UCSD professor emeritus Wayne Cornelius recently presented his survey results, facts and views regarding illegal immigration in the United States at a colloquium for the UCSD Chancellor’s Associates.

He observed that enforcement of existing immigration laws is extremely difficult, if not impossible, due to the conflicting interests of employers. That being the case, the resolution of the problem has to start with congressional action.

Cornelius’ topic for the associates event was “Toward a Smarter and More Just U.S. Immigration Policy: What Mexican Migrants Can Tell Us.”

His revelations included the fact that most illegal Mexican workers are employed in the construction and service industries, not, as is generally believed, in agriculture. He also said that the border fencing has been extremely expensive and largely ineffective.

He noted that the size of the U.S. Border Patrol has more than quintupled since 1992. The 600 miles of pedestrian fencing completed by November 2009, representing 31 percent of the border, has cost between $3.6 million and $16 million per mile to construct. He estimated that $9.6 billion has been spent on fence construction and maintenance since 2006. Nevertheless, consistently more than 90 percent of the illegal immigrants interviewed in the survey said they were able to eventually gain the desired entry to the U.S.

Though border apprehensions in the San Diego area have risen since 2005, the overall rate has declined. The number of apprehensions declined 23 percent in 2009 versus 2008, due, Cornelius thought, to the fewer available jobs. He also demonstrated with survey data that the illegal population is sensitive to the availability of employment.

There are 250 million point-of-entry border crossings annually, 30,000 per hour, and it is reported that less than 1 percent of those entering the country with false papers are apprehended.

The professor’s survey showed that Mexicans fear in illegal border crossing: Mexican bandits, 35.2 percent; natural hazards (extreme climate), 23 percent; Border Patrol agents, 21.3 percent; being jailed if apprehended, 7.3 percent; not being able to find work in the U.S., 5.8 percent; border fences (“the wall”), 4.7 percent; and Mexican police, 2.6 percent.

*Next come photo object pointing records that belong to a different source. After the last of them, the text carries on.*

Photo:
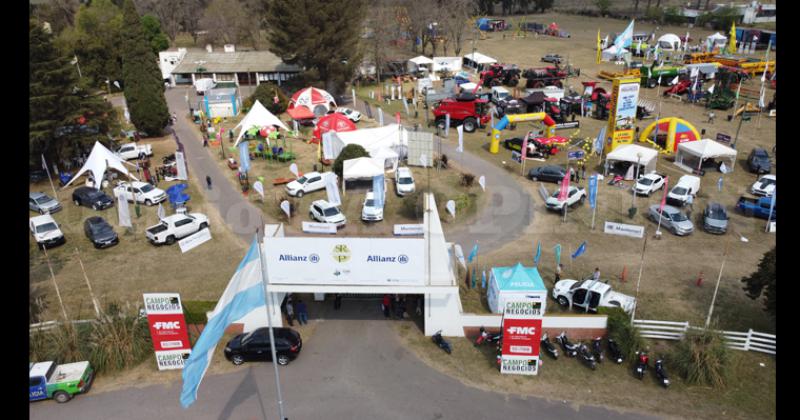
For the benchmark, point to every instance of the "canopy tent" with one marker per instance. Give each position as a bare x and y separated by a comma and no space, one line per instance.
259,116
690,155
332,122
315,100
99,160
514,283
633,153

In response to a question, Cornelius responded that enforcing the existing law(s) against hiring illegal workers by imposing significant punitive fines and criminalization of employers would bankrupt many small businesses and result in the unemployment of American workers. He also said that detection of illegal employment would be difficult.

The questioner then suggested that a reward of 10 percent of the fine be paid to the informers, as a means of ensuring the cooperation of those having knowledge of the violations.

Cornelius said he believes the best approach to the immigration problem is a cooperative Mexican–American government developmental approach in which there would be construction projects in the high immigrant sending areas of Mexico. He believes that creating more and better jobs in Mexico will reduce the flow of immigrants to the U.S.